Converting a traditional IRA to a Roth IRA can be a great way to increase the net benefit to heirs of large estates. By using assets outside of the IRA to pay the tax liability now, you can effectively reduce the size of your taxable estate and create an account that can grow tax free with no minimum distribution requirements during your or your spouse’s lifetime. While the Roth IRA will still be included in the estate as a taxable asset, your heirs can enjoy income tax-free distributions throughout their lifetimes. Charitable intentions must be considered prior to converting an IRA, as it likely makes sense to satisfy these bequests with tax-deferred assets. 

Recharacterization


A process called “recharacterization” allows you to wait until you file your return for the year in which you convert to see if the strategy works (which could be as long as 21 months if you convert early in January and extend to October 15). If the value of the new Roth IRA account drops due to a dip in the market, you can recoup your original tax liability by “recharacterizing” the remaining assets back to a traditional IRA. It’s best to convert early in the year to allow more time to recharacterize if necessary. 

Five-Year “Lock up”


Each Roth IRA conversion is subject to a five-year waiting period. If you are under 59 ½ and a “qualifying event” is not met (death, disability, or first-time home purchase), withdrawals will be subject to a 10 percent penalty on the entire distribution and additional income tax on earnings if five years have not passed since January 1 of the year in which you convert. If you’re over 59 ½ or satisfy a “qualifying event,” you can withdraw the original conversion amount at any time tax and penalty free, but it will be subject to income tax on earnings until the five-year requirement is satisfied.

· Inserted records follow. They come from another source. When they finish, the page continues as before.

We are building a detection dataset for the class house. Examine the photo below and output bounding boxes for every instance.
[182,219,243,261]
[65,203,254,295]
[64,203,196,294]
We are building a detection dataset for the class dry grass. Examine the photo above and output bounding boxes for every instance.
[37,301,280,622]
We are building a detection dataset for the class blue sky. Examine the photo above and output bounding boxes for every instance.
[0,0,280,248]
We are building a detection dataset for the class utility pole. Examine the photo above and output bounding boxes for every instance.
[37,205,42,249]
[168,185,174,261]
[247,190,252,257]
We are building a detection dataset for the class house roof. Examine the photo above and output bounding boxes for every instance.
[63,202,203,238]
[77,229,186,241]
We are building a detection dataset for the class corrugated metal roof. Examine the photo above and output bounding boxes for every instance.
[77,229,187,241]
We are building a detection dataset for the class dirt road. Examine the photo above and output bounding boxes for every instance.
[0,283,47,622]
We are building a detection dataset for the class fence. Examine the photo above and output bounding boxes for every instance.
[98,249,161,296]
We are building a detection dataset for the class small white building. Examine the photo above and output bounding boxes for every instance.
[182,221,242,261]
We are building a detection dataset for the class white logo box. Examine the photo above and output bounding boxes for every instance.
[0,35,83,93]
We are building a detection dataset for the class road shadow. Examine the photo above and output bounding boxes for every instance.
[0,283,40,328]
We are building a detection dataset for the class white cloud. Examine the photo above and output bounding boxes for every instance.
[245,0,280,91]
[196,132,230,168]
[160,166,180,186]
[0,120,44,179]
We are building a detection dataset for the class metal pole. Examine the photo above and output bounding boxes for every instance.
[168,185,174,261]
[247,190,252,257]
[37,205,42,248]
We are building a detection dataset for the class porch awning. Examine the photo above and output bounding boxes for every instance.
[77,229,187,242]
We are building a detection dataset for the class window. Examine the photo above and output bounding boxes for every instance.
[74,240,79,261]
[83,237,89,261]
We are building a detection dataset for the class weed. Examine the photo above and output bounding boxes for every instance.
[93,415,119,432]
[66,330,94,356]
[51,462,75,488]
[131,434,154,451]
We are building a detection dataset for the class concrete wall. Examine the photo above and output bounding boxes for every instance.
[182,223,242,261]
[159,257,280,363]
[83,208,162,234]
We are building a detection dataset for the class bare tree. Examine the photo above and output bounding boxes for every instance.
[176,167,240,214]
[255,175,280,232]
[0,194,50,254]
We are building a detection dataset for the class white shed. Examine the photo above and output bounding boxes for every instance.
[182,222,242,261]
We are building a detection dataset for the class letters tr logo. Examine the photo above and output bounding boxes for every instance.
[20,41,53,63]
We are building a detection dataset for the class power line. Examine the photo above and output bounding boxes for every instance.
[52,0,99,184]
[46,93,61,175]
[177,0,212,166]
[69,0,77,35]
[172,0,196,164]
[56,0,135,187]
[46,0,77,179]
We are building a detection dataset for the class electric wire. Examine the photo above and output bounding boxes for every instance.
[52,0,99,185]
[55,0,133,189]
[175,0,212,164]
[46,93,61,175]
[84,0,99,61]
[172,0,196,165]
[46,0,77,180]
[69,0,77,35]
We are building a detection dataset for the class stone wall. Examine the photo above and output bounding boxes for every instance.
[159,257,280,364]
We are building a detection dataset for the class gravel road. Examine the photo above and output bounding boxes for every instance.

It’s important to note that this strategy generally isn’t recommended unless sufficient assets are available outside of the IRA to pay the tax liability. In addition, the conversion doesn’t have to be “all or nothing,” as partial conversions often make sense. Consulting with your tax and investment advisors on your individual circumstances will help you determine if a Roth IRA is appropriate for you.